With the new error logging code, we now display "recent 10 errors". Added a screenshot at end of email.
At any point, the last 10 error are displayed on the replication - 10 errors, which may or may not be valid depending upon the current time.
This issue needs to be addressed at two levels -
1. Level of error logging - Currently too much information is displayed, which also gives misleading idea on state of replication.
2. Classification of errors v/s warnings.
Having lower level information on the ns_logs can help trouble shoot , but having all of that information on the web-console might just confuse and overwhelm end-user IMO.
XDCR can have an error at any of the following levels
- xdc vbucket replicators - timing out, checkpoint failures, db_not_found
- xdc replication manager
- ns_server level - where it is unable to talk to the other remote cluster and so on.

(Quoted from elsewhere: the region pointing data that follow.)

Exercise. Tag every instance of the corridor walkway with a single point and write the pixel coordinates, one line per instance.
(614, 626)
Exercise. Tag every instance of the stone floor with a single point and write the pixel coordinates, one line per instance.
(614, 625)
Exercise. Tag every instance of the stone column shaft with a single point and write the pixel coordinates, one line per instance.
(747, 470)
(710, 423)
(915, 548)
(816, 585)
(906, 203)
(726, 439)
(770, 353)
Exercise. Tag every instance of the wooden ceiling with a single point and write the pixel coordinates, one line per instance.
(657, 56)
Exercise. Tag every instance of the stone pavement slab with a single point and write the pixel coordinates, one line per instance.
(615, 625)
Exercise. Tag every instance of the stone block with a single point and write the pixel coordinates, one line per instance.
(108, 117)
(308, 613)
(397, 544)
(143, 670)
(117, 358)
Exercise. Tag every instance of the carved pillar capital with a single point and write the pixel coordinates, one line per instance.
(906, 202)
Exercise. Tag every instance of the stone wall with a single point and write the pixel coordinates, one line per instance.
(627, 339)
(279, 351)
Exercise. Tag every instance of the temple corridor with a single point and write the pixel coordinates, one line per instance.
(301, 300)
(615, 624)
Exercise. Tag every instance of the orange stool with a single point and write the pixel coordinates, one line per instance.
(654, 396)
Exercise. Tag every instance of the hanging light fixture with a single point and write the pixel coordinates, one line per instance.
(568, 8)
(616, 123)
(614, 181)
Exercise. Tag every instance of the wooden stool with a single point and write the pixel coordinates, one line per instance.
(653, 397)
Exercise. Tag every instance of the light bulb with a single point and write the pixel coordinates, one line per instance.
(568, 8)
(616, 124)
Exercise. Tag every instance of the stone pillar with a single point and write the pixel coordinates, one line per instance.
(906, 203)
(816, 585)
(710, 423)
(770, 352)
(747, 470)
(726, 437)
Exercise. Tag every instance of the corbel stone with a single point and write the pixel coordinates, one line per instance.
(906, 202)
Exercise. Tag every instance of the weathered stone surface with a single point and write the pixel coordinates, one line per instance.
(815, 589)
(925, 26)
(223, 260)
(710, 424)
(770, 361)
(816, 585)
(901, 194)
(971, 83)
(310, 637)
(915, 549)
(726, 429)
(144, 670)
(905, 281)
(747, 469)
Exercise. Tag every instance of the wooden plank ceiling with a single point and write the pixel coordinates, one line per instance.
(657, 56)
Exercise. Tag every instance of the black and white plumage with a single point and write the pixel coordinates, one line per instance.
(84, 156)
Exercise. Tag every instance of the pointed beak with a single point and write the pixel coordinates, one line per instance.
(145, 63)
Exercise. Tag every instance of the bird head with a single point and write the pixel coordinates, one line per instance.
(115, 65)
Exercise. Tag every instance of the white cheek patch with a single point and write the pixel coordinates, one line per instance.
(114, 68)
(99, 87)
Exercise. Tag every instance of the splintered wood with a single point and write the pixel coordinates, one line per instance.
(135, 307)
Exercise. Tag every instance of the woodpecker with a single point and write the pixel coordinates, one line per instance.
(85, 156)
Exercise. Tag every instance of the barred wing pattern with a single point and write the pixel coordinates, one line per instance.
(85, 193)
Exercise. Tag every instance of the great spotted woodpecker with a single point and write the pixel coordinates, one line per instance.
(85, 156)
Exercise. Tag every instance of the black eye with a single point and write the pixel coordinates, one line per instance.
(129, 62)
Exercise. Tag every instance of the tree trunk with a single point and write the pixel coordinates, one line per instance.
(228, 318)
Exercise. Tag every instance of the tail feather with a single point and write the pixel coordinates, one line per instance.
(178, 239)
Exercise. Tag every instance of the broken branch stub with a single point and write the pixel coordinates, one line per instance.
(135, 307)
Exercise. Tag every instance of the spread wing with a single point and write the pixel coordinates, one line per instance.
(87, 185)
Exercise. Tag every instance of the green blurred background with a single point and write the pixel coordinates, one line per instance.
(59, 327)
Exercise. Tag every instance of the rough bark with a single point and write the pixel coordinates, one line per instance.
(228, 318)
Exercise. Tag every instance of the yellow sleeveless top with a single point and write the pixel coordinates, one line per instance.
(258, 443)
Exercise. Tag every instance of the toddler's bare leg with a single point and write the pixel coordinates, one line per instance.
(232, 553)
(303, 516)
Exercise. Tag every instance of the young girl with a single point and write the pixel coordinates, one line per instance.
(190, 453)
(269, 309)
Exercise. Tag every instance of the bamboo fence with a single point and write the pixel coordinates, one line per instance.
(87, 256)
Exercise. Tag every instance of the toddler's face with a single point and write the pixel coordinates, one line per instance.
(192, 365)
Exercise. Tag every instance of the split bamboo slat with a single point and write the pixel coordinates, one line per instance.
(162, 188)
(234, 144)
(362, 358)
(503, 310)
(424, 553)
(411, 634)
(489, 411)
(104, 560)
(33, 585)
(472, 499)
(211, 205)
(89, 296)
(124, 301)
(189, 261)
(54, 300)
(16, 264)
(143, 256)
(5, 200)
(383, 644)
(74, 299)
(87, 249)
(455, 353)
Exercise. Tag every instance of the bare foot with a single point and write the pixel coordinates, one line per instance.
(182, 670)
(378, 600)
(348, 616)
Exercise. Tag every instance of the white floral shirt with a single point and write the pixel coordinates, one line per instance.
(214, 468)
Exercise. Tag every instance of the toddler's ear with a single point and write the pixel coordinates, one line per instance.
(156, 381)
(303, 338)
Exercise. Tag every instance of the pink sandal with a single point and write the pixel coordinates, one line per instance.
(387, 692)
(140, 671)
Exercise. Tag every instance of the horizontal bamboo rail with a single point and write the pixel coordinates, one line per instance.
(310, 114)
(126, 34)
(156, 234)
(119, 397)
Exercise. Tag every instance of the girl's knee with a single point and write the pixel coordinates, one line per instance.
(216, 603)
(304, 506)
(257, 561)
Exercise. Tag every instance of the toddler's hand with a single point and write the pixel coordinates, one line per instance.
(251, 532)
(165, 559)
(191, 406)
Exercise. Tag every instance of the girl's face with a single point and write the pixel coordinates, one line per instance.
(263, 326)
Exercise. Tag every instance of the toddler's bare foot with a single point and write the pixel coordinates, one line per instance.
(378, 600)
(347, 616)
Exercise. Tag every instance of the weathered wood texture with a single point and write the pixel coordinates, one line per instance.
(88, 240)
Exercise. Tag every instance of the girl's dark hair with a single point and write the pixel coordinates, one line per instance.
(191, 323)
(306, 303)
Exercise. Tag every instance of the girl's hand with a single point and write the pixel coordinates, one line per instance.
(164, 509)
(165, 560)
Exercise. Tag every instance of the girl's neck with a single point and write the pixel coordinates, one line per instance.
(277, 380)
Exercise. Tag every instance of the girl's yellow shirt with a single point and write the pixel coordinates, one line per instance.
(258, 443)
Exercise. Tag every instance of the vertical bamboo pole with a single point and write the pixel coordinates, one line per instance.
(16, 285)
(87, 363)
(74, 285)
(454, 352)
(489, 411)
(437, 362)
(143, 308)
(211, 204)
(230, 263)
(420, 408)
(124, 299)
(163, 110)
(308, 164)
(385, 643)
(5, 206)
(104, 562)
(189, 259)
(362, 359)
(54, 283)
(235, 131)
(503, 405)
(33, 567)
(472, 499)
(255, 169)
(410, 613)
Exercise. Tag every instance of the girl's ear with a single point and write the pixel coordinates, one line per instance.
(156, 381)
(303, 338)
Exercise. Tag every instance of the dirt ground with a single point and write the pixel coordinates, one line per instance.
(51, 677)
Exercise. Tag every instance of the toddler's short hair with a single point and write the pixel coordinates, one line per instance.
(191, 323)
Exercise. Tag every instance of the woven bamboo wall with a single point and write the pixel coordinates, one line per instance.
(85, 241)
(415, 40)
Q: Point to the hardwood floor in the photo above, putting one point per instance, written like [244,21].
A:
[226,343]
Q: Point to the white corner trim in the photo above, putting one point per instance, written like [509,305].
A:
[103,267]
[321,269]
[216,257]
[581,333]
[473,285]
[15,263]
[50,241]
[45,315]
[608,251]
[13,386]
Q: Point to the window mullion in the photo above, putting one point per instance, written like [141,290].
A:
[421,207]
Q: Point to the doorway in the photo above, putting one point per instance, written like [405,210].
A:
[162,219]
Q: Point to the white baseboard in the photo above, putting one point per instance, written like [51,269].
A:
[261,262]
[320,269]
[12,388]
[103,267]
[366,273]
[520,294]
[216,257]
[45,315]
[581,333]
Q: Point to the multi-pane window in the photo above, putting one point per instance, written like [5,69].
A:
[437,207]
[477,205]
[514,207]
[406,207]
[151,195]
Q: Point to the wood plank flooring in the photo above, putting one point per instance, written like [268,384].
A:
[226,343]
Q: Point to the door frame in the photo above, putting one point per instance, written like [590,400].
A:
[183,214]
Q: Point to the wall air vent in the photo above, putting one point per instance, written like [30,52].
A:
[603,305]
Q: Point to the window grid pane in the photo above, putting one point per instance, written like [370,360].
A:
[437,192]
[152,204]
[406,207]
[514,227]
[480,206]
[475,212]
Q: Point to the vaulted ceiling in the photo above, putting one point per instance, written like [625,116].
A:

With some recent trials on the new code, we see a lot of errors on the level of bucket replicators, say vbucket XXX commit_checkpoint_failure.
But the replication is continuing as expected. Replication has not failed, but it is continuing minus the above checkpoint failure.
It might be nicer to classify errors v/s warnings.
Errors - When finally xdcr has stopped working . No more data is being sent over to the destination.
Replication will be attempted for X number of times, and is finally given up?
Warnings - When there are timeouts, but it is a recoverable situation.